Assessing the cross-scale sustainability impacts of the cocoa sector
Claudia Parra Paitan investigated the sustainability issues caused by the global value chains of agricultural commodities, using the telecoupling and land use change perspectives. International trade has reached a scale never seen before, with production and consumption stages occurring miles away, involving multiple actors and causing multi-fold environmental issues that are difficult to allocate and trace. This confronts us with a new challenge, how to assess, monitor, mitigate, and prevent the negative environmental impacts triggered across multiple geographic and temporal scales while still generating economic opportunities? Using cocoa as a case study, I analyzed the cross-scale impacts of cocoa production and the role of global value chain actors in addressing sustainability concerns.
Claudia Parra Paitan demonstrated that the impacts of agriculture do not stay only within the farm but can span across geographic scales because of the multiple interconnections between agricultural and non-agricultural actors. Agricultural activities that seem harmless at the farm scale can cause larger negative impacts on the landscape or global scale when they have lower productivity and are used to meet growing global demand. Coordinated global action is needed to prioritize sustainability hotspots, integrate small and large-scale actors in sustainability initiatives, and avoid negative spillovers be displaced across locations, sectors, and actors. Without this, we can only achieve islands of excellence but not a net positive impact.

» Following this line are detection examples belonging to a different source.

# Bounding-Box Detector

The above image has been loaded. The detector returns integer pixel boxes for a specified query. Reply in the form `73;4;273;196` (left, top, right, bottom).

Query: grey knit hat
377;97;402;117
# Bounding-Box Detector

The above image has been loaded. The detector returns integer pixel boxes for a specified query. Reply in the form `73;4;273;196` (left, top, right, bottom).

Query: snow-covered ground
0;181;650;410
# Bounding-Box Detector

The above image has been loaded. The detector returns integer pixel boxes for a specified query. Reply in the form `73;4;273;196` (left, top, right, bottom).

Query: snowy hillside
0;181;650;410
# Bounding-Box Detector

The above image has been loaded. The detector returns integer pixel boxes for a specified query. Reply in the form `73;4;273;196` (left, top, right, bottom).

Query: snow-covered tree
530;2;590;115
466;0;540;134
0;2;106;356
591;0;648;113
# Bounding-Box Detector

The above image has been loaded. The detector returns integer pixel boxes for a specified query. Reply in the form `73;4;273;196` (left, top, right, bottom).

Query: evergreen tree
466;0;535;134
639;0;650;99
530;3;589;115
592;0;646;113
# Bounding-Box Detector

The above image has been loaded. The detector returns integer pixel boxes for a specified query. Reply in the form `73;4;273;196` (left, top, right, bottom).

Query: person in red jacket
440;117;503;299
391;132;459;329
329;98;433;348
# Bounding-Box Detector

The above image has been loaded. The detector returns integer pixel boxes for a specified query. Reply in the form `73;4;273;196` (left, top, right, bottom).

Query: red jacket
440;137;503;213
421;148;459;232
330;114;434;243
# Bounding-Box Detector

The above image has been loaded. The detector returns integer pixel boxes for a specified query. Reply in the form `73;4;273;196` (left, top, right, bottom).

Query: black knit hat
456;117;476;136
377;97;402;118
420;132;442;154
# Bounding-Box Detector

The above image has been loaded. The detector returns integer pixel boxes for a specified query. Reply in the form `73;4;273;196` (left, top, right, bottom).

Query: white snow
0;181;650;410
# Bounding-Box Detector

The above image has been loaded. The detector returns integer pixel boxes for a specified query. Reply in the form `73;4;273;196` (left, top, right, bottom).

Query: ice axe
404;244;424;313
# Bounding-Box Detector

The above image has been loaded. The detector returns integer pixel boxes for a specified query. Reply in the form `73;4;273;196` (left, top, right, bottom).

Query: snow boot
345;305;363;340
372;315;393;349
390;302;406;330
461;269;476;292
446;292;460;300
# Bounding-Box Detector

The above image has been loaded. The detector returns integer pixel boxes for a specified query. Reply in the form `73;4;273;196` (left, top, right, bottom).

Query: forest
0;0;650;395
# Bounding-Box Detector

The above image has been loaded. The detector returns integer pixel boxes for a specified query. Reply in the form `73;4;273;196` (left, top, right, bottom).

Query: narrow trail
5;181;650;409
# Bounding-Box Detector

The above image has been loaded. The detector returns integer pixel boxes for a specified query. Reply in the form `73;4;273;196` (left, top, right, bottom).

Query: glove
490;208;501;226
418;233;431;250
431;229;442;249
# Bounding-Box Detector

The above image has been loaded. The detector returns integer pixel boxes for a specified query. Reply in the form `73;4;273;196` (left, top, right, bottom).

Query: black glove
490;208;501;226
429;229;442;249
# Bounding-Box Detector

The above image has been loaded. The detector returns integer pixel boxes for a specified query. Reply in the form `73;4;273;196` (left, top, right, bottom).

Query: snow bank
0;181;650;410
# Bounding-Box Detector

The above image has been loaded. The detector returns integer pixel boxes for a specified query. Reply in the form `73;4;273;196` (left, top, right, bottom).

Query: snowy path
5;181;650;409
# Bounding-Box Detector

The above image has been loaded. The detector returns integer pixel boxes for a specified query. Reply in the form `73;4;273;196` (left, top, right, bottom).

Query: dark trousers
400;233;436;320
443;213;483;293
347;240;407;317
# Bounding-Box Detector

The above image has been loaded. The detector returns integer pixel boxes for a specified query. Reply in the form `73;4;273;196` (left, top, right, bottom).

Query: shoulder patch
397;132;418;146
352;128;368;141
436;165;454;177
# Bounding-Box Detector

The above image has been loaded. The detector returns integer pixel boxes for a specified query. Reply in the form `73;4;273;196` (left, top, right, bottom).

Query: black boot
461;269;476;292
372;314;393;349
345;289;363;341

This thesis can be used by policymakers to prioritize action in sustainability hotspots identified and bring key local and global stakeholders into the fold. It can also be utilized by global cocoa traders and global chocolate manufacturers to harmonize their farm-level, landscape-level, and global-level sustainability strategies so that they do not trigger unintended negative impacts across scales and to other actors and sectors. The current European Regulation on deforestation-free products could benefit from the results of this thesis to define a strategy for the engagement of small and large traders operating within the EU and outside the EU to minimize spillovers across scales.